The Indian Army already has around 1,070 T-90 tanks, apart from 124 ‘Arjun’ and 2,400 older T-72 tanks in its 67 armoured regiments. After the first 657 T-90 tanks were imported for Rs 8,525 crore ($1.2 billion) from Russia from 2001 onwards, another 1,000 are being progressively licenced and produced by HVF with Russian kits.

The fresh contract is part of a series of earlier contracts agreed upon with the HVF in 2006-07 to licence-build 1,000 T-90Ss – designated ‘Bhishma’ in Indian Army service – under a transfer of technology agreement signed with Russia.

The programme has faced recurring technological problems for several years, especially with regard to the tank’s 125-mm smoothbore gun barrel, which has resulted in extended delays and cost overruns. However, these glitches have now been resolved, with the latest order for 464 T-90S tanks meant to complete the previous agreement with HVF for the licensed production of 1,000 of these platforms.

The recently signed agreement is separate from the planned Rs 134.48 billion ($1.8 billion) acquisition of an equal number of T-90MS tanks, all of which would be imported in kit form from Russian tank manufacturer UralVagonZavod (UVZ) for assembly by the HVF.

India’s Cabinet Committee on Security approved the T-90MS procurement in April, but the contract is yet to be signed. The planned T-90MS acquisition also featured in discussions held in early November in Moscow during a meeting of the ninth India-Russia Inter-Governmental Commission on Military and Technical Cooperation, but no deal has yet been reached.

The fresh contract comes at a time when the 1.3-million strong Indian Army is also re-formatting its entire war-fighting machinery and the “Cold Start” or “Pro-Active Strategy”, which envisages fast mobilisation to strike hard across the border with multiple offensive thrusts.

This task will primarily be carried out by restructured and agile Integrated Battle Groups (IBGs) centred around the T-90S tanks, along with a mix of infantry, artillery, air defence, signals and engineers, backed by attack helicopters.

The Army’s new Land Warfare Doctrine itself notes that the “response along the western front will be sharp and swift, with the aim to destroy the adversary’s centre of gravity and secure spatial gains”. Army chief General Bipin Rawat in January had announced the new IBGs would be war-gamed in February and then tested in an exercise in May.

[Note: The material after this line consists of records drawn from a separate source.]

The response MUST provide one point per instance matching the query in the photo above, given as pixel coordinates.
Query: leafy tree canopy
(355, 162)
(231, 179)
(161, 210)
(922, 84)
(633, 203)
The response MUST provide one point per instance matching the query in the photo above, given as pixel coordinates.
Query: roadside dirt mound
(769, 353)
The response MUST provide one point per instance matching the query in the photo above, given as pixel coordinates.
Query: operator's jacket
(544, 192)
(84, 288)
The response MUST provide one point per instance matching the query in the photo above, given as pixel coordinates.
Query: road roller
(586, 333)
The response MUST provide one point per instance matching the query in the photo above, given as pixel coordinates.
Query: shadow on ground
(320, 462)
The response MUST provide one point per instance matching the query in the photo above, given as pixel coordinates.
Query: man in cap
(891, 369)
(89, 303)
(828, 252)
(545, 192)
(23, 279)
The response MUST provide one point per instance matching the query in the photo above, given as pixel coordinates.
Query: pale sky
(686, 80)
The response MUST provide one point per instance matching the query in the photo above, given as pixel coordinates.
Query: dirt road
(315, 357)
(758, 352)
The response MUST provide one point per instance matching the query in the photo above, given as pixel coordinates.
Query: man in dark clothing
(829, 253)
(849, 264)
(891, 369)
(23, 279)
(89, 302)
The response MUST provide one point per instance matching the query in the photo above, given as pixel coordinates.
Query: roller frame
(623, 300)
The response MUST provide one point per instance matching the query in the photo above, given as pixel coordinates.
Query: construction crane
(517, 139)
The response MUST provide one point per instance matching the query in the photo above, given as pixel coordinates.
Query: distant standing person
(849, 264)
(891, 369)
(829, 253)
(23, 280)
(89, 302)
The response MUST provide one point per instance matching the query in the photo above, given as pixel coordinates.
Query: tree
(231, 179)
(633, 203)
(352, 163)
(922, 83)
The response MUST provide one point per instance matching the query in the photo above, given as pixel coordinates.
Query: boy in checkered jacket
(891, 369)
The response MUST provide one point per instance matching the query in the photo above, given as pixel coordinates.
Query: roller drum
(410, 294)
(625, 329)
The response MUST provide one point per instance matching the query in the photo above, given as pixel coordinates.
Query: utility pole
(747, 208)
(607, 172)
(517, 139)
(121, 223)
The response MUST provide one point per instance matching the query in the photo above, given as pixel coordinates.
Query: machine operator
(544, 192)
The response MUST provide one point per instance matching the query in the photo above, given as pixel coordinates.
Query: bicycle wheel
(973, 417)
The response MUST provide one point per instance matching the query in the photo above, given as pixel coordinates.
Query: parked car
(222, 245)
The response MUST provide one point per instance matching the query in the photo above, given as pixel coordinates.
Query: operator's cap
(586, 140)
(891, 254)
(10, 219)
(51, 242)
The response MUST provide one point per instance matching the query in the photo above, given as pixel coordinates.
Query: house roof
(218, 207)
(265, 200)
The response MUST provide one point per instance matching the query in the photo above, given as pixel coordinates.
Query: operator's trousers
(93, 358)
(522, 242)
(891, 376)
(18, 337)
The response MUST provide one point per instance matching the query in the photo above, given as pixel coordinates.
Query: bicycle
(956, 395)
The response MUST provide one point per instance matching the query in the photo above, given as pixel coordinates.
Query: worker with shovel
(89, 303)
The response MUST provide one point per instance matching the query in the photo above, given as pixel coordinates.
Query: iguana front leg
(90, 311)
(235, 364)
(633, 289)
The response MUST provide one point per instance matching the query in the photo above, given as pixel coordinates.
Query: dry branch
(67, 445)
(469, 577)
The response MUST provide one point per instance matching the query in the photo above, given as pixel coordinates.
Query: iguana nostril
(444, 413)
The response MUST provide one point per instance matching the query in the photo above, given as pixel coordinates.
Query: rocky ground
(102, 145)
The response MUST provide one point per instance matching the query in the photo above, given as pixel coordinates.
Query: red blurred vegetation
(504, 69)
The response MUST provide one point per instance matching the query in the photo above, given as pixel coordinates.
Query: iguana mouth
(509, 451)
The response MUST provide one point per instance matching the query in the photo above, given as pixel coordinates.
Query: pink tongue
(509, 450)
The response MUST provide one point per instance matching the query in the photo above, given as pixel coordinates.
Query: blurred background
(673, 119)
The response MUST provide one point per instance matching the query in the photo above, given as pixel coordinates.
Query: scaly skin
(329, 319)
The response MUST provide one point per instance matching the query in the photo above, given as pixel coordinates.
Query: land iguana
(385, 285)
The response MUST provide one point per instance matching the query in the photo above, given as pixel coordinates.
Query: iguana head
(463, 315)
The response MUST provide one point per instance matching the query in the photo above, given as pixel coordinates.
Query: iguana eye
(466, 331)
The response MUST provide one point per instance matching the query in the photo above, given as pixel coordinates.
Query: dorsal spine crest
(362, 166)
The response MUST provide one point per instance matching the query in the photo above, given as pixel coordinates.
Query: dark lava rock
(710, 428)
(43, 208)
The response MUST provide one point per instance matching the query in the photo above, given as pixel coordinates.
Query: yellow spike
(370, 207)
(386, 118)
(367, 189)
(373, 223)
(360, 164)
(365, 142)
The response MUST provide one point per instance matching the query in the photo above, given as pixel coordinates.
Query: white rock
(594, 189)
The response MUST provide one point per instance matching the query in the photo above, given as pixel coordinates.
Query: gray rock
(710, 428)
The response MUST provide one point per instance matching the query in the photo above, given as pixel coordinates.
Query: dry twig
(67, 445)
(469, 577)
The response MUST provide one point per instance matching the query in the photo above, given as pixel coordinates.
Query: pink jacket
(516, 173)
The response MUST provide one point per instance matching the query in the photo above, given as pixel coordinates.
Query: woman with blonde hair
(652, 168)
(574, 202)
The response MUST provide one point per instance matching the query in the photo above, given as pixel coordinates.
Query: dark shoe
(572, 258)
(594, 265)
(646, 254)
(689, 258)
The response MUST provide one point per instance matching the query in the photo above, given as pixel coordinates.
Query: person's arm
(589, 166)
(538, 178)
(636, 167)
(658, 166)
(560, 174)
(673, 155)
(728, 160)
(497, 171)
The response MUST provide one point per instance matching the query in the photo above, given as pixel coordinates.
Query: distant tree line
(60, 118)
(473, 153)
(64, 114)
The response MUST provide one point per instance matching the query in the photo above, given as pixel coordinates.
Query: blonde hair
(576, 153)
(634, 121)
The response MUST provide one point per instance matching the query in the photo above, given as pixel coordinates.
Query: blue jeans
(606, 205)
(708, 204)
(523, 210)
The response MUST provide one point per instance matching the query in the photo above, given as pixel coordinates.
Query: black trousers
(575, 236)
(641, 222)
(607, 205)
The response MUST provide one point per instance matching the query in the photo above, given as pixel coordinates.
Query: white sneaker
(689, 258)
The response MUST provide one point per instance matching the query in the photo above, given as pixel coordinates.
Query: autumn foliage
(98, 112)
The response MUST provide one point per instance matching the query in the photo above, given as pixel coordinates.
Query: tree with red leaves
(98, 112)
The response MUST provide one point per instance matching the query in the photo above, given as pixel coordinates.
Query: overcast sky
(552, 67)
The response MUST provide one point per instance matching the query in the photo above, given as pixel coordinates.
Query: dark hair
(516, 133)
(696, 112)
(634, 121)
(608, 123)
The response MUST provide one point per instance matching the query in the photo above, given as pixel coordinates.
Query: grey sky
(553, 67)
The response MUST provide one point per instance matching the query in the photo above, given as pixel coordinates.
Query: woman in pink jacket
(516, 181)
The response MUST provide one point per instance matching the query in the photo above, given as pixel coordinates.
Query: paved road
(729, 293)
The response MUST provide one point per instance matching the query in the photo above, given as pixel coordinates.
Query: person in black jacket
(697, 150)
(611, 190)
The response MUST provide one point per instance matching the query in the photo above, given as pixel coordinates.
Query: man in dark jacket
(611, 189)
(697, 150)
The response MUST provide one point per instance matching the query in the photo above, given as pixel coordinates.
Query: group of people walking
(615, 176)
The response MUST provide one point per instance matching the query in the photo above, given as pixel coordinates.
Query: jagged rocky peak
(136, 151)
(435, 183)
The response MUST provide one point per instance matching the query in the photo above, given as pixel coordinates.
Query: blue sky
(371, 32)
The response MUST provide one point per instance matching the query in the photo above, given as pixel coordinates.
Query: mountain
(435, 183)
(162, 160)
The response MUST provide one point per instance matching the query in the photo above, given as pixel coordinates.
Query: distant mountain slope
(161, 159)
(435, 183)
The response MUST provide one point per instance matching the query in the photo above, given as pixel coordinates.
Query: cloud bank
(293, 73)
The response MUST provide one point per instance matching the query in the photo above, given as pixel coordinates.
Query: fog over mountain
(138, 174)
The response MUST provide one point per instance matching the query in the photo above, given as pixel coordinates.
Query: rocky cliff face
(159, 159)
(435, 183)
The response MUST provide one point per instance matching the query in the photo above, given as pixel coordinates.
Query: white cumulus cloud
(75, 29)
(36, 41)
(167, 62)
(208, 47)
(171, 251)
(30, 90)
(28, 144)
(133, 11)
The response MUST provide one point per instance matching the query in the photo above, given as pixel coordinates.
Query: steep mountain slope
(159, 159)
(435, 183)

India has already procured additional laser-guided Invar missiles and 125mm APFSDS (Armour-Piercing Fin-Stabilised Discarding Sabot) ammunition for its T-90 tanks. But the Army’s Future Ready Combat Vehicle (FRCV) project, with an initial quantity of 1,770 tanks to be produced and inducted by 2028 under the Strategic Partnership policy of the Defence Procurement Procedure to replace the older T-72 tanks, however, is yet to take off.